Ingrid nodded imperceptibly. She was fine.
‘Sorry, you got stuck with Erskine,’ he said three hours later in the back of the taxi on their way home. He put his hand in hers and held it tightly, as they both sat back after what had turned out to be an incredibly heavy meal. Double cream with everything. Ingrid’s insides yearned for Pepto-Bismol.
‘Oh, don’t worry,’ Ingrid said. ‘He was quite nice really, but I’m now an expert on boats and if I ever need to interview anyone on the subject, Erskine is the man I will ask.’
David laughed. He had a great laugh, rich and deep, the sort that made everyone else want to join in. Out of the corner of her eye, Ingrid could see the taxi driver grin as well. They were undoubtedly the sort of customers the driver liked: polite, sedate, middle-aged people being picked up from one beautiful suburban house and whisked off to another, with no chance of anyone throwing up in the back of the cab or not having the money to pay him.
‘Erskine probably didn’t have a clue who you were, did he?’ David asked perceptively.
‘Not the foggiest,’ Ingrid said. ‘I may have left him with the impression that I made the tea in the television studios.’
‘Oh, you shouldn’t have done that!’ David laughed. ‘That’s cruel. I bet his wife knew, all right. She’s probably telling him the truth right now.’
‘No, it’s not cruel,’ Ingrid said. ‘He was terribly sweet and everything, but you know, he does live on this planet, he should be interested in politics.’
‘I’m quite sure he is interested in politics, darling,’ David replied mildly, ‘but not everyone watches television.’
It was an idea that Ingrid had heard many times before, but one that she could never quite grasp.
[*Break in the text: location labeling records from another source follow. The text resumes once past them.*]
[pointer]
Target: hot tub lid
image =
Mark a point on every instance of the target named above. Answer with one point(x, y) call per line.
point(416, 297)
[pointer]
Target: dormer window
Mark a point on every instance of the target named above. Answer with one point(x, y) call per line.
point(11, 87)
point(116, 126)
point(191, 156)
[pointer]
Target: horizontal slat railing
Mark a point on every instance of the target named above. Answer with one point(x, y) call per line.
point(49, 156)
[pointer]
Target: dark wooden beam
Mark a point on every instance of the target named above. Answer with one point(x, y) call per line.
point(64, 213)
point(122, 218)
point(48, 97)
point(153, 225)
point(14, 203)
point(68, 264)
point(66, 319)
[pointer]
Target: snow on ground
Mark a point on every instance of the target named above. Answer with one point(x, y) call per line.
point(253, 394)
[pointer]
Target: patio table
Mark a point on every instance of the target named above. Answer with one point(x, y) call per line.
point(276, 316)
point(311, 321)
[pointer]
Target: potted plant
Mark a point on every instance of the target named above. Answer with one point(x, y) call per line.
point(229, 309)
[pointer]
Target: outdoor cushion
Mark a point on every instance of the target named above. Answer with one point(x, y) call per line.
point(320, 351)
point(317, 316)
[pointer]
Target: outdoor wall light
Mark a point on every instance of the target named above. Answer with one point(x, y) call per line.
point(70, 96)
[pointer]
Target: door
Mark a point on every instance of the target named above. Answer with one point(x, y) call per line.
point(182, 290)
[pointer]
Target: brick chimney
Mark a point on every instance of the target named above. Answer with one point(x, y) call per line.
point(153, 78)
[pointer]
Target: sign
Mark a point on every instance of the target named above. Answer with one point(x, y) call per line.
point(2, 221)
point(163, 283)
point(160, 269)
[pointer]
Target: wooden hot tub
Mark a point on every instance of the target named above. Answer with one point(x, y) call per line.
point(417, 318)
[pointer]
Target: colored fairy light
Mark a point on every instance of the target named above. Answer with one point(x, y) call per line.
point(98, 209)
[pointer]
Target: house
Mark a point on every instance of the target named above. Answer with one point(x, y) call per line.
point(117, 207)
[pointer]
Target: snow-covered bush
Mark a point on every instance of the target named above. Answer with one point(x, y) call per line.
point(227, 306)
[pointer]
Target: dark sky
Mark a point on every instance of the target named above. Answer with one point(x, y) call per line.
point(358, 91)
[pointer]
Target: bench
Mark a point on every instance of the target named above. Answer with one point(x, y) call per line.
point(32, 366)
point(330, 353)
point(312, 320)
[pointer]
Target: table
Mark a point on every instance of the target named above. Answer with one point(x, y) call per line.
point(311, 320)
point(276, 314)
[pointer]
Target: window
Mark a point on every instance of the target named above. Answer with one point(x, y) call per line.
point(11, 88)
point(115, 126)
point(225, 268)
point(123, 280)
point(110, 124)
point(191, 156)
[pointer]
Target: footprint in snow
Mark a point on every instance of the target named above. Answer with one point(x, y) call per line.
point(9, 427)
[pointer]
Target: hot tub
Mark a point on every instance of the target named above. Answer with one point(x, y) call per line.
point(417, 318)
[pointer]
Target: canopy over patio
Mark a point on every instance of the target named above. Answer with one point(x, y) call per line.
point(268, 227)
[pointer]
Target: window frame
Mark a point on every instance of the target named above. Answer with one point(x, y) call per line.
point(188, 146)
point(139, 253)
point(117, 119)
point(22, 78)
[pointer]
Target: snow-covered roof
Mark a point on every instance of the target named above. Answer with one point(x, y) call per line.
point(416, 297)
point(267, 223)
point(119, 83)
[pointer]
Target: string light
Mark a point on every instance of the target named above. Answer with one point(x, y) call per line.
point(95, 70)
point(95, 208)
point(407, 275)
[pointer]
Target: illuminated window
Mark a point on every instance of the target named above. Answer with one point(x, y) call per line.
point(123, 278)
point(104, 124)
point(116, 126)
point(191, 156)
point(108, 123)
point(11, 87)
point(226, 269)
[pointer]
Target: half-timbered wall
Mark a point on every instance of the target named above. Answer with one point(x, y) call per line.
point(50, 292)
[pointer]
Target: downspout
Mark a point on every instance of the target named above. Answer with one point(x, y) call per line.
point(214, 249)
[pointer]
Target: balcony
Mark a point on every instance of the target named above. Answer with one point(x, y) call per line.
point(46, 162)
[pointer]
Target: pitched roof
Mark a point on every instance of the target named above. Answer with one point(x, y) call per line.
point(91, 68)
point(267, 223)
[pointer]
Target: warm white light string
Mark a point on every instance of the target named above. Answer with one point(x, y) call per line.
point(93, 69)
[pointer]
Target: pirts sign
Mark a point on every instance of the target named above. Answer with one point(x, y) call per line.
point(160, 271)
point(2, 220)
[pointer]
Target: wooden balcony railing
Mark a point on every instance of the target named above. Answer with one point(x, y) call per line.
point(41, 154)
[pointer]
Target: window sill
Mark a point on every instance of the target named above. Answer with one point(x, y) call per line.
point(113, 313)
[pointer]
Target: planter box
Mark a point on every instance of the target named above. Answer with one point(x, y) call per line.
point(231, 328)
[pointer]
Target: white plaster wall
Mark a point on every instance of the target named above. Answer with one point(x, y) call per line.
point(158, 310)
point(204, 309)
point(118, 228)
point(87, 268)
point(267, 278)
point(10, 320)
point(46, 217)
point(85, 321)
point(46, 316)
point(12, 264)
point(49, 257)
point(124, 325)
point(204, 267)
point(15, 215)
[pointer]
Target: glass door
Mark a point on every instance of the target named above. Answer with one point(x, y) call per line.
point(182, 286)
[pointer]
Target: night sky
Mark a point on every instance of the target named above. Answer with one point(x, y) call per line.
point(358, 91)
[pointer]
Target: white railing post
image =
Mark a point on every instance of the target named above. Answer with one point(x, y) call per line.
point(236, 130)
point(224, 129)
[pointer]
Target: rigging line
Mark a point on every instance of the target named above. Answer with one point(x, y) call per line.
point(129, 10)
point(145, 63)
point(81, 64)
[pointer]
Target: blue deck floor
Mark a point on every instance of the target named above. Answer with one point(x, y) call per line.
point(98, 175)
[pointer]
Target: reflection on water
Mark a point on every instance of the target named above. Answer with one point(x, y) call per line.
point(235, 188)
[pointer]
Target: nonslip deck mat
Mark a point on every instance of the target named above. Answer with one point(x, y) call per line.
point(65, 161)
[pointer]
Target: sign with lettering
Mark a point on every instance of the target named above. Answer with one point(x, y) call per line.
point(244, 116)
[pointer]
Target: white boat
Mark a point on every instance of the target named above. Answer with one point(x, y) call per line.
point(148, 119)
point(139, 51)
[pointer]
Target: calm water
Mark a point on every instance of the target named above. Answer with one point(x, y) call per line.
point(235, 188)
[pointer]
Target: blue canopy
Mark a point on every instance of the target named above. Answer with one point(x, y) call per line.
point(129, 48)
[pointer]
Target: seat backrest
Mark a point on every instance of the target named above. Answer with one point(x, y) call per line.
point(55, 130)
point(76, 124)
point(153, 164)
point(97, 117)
She was of the opinion that people should know what was going on in the world, and television news and debate was an inherent part of that.
‘I’d say old Erskine sits at home reading copies of Yachting Man and books about naval battles from three hundred years ago,’ said David. ‘Happy in his own world. And why not?’
Ingrid shrugged. She and David would never agree on this one. He was able to forgive people for not wanting to read four newspapers a day, she wasn’t.
‘You were lucky,’ she said now, ‘sitting beside that gorgeous Laura person.’
‘She was a sweetheart,’ David said. ‘Although she did spend a fair proportion of the evening telling me about her daughter, who’d love to get some experience in the store and has lots of marvellous ideas for fashion design.’
‘God no,’ groaned Ingrid, ‘not another one of those.’
When she went to media parties, she was forever being cornered by people desperately pitching their CVs or their sons’ or daughters’ CVs in the hope of breaking into television via a personal introduction from the powerful and famous Ingrid Fitzgerald. When David went to parties, people told him about sons and daughters who were clothes designers or who had created a range of pottery that Kenny’s couldn’t afford to be without.
‘Did she sound OK?’ Ingrid asked.
‘She sounded very promising,’ David said. ‘I told her to send the CV to Stacey.’
Stacey O’Shaughnessy was his executive assistant. A wonderfully kind person who ran his office life as expertly as Ingrid ran his home life.